I have two datasets for two different years (2008 and 2009). The idea is to identify the new molecules by looking at their sales_units and Dollar_value. If in 2008 some molecule did not have any sales or dollar value but in 2009 that molecule has positive sales and dollar value I want to identify it as a new molecule. I thought generating an Indicator variable called New_Molecule that takes 1 when there is a new molecule otherwise 0, would be a good way to do this.

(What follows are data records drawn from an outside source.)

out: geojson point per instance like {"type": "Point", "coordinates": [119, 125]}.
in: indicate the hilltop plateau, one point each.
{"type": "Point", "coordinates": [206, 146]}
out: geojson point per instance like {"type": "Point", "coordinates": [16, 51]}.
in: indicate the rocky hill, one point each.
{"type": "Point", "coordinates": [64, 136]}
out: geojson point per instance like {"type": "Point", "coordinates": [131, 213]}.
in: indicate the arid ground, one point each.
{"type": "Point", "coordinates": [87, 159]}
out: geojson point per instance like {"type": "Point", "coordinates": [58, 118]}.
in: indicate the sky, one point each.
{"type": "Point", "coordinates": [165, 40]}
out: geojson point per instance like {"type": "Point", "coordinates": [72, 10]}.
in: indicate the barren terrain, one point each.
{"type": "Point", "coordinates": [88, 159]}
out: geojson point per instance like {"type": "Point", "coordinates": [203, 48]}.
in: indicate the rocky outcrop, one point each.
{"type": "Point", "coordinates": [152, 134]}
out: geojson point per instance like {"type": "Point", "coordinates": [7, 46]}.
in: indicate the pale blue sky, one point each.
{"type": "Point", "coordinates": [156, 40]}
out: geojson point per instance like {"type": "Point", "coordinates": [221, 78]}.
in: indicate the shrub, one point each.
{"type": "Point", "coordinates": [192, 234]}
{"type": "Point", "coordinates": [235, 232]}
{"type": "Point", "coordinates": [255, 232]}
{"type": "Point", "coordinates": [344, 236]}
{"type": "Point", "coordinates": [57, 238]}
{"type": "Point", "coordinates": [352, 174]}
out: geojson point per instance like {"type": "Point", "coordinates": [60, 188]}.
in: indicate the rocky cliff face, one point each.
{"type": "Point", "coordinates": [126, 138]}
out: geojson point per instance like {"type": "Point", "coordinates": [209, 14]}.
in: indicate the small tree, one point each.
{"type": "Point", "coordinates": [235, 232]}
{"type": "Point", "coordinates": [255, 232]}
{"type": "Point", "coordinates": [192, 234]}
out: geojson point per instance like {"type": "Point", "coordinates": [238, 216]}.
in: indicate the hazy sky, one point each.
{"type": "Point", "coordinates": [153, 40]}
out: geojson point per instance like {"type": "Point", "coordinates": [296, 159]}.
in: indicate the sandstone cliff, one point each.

######YEAR 2008 data##########
Year <- c("2008", "2008", "2008", "2008","2008", "2008", "2008", "2008")
Country <- c("US", "US","US", "US", "Canada", "Canada","Canada", "Canada")
Molecule <- c("A", "B", "C", "D","A", "B", "C", "D")
Dollar_Value <- c(0, 0, 100, 200, 75, 0, 0 ,0)
Sales_Units <- c(0, 0, 20, 40, 5, 0, 0, 0)
df_2008 <- data.frame(Year,Country, Molecule, Dollar_Value,Sales_Units)
######YEAR 2009 data##########
Year <- c("2009", "2009", "2009", "2009","2009","2009", "2009", "2009", "2009","2009")
Country <- c("US", "US","US", "US","US", "Canada", "Canada","Canada", "Canada","Canada")
Molecule <- c("A", "B", "C", "D", "E","A", "B", "C", "D", "E")
Dollar_Value <- c(500, 0, 100, 200,0, 75, 0, 0 ,99,0)
Sales_Units <- c(60, 0, 20, 40,0,5, 0, 0, 27,0)
df_2009 <- data.frame(Year, Country, Molecule, Dollar_Value,Sales_Units)
######Want to generate This##########
Year <- c("2009", "2009", "2009", "2009","2009","2009", "2009", "2009", "2009","2009")
Country <- c("US", "US","US", "US","US", "Canada", "Canada","Canada", "Canada","Canada")
Molecule <- c("A", "B", "C", "D", "E","A", "B", "C", "D", "E")
Dollar_Value <- c(500, 0, 100, 200,0, 75, 0, 0 ,99,0)
Sales_Units <- c(60, 0, 20, 40,0,5, 0, 0, 27,0)
New_Molecule <- c(1, 0, 0, 0,0,0,0,0,1,0)
df_2009_NewColumn <- data.frame(Year, Molecule, Dollar_Value,Sales_Units,New_Molecule)
What I have tried: first i tried to group both the data set by Year, Country, Molecule and then use mutate.
df_2008 <- group_by(df_2008,Year,Country,Molecule)
df_2009 <- group_by(df_2009,Year,Country,Molecule)
withnew <- mutate(df_2009, New_Molecule = case_when(df_2008$Dollar_Value ==0 & df_2008$Sales_Units ==0 & df_2009$Dollar_Value >0 & df_2009$Sales_Units >0 ~1,
TRUE~0))
but this gives an error message:
Error: Column `New_Molecule` must be length 1 (the group size), not 10 In addition: Warning message: In df_2008$Dollar_Value == 0 & df_2008$Sales_Units == 0 & df_2009$Dollar_Value > : longer object length is not a multiple of shorter object length
Then i just tried the mutate but it does not generate the indicator variable as i need it.